Toitoi has received multiple awards for its excellent design, and won Best Primary Resource in 2016 at the NZ Content Counts Education Awards. Teacher support materials are provided for every issue of the journal.
- Toitoi Media has been commended by Copyright Licensing NZ for championing children’s creativity and respecting the rights of young writers and artists. The Toitoi team have also received a number of awards:
- Toitoi quarterly journal was named a winner at PANZ Book Design Awards 2020
- The Jillion was a finalist in the PANZ Book Design Awards 2019
- Toitoi was a recipient of the 2017 Copyright Licensing Contestable Fund Investments
- Toitoi was a finalist in the Best Design Awards 2017
- Toitoi was named Best Primary Resource in the NZ Content Counts Education Awards 2016
Toitoi began in 2015 and is published quarterly, with a new issue released in every New Zealand school term. The philosophy behind Toitoi is to treat young writers and artists with respect, handle their work with care and produce a beautifully designed journal of high quality that reflects how their work should be valued and admired. Teachers love using the journal in the classroom as it offers great exemplars of writing and art, and inspires their students. It provides students with a purpose and a real audience, creating an empowering space where they see that their work is valued as much as books by their literary and artistic heroes. Toitoi is available in bookshops and libraries throughout New Zealand, and it has now published over 2,000 young kiwi artists and writers.

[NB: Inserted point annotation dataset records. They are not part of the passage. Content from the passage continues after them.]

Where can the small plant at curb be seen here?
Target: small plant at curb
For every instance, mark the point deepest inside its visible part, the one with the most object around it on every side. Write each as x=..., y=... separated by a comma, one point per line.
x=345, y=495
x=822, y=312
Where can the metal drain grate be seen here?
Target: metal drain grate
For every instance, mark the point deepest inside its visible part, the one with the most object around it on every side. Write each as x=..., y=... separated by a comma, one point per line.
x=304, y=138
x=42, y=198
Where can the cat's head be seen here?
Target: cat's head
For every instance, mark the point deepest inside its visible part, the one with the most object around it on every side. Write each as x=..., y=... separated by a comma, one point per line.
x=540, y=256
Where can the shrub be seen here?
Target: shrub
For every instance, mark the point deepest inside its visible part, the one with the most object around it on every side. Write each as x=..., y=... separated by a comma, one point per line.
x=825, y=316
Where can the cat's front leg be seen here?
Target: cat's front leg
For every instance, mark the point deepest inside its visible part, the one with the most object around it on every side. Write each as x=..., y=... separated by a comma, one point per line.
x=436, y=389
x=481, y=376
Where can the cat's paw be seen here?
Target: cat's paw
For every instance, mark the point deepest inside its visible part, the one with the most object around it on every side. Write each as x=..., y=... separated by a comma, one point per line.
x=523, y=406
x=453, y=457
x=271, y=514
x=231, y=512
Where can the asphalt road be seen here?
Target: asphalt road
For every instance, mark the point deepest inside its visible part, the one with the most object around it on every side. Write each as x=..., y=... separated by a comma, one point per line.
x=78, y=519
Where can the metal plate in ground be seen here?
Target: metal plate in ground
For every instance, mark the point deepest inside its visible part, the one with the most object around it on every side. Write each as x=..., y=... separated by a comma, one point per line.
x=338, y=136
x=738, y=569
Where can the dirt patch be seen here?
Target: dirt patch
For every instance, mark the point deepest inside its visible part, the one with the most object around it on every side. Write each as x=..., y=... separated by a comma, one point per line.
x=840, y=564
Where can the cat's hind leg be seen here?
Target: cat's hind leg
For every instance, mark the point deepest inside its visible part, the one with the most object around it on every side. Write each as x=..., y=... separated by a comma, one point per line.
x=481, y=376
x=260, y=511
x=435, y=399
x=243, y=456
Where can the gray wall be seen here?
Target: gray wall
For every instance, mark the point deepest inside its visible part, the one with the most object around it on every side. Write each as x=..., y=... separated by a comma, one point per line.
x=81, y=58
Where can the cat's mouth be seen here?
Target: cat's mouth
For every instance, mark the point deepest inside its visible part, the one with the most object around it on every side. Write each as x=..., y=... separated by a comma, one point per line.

The Jillion is a collection of incredible work from Toitoi issues 1-12. Written and illustrated by New Zealand’s young writers and artists ages 5-13, The Jillion is a celebration of their curiosity, courage and creativity. The second anthology, Jillion 2, marks the very special milestone of 2000 young published writers and artists, bringing together a selection of some of the amazing writing and art from Toitoi issues 13-24. Like the first anthology, it is a beautifully-produced hardcover book of 300+ pages, complete with ribbons. The two anthologies serve as keepsakes or reference books for teachers, parents, and students, or an excellent introduction to Toitoi material for those unfamiliar with the quarterly journal.
Toitoi has two special issues, commissioned by the Latin America Centre for Asia-Pacific Excellence (LATAMCAPE) and the Southeast Asia Centre for Asia-Pacific Excellence (SEACAPE) respectively. Each poem or story in the journals is published in two languages – English and a language of the Asia-Pacific or Latin America – due to the involvement of expert translators from the School of Languages and Cultures at Victoria University of Wellington. The resulting multilingual publications feature English as well as 14 other languages: Brazilian Portuguese, Spanish, Bahasa Indonesian, Balinese, Burmese, Khmer, Lao, Malay, Tagalog, Tamil, Thai, te reo Māori, Tetum and Vietnamese. Copies were delivered free to every primary school, intermediate school, and public library in New Zealand.
At the time of publication, Toitoi Media partnered with the National Library of New Zealand to host workshops across the country in order to help educators find ways to engage their students in learning and creativity. The National Library curated resources about Latin America and Southeast Asia on their online Topic Explorer site, and teacher support materials provided ideas for the classroom – all with the aim of learning about other cultures (or sharing students’ own cultures with their peers). In turn, students created stories, poems and artwork for potential publication in Toitoi.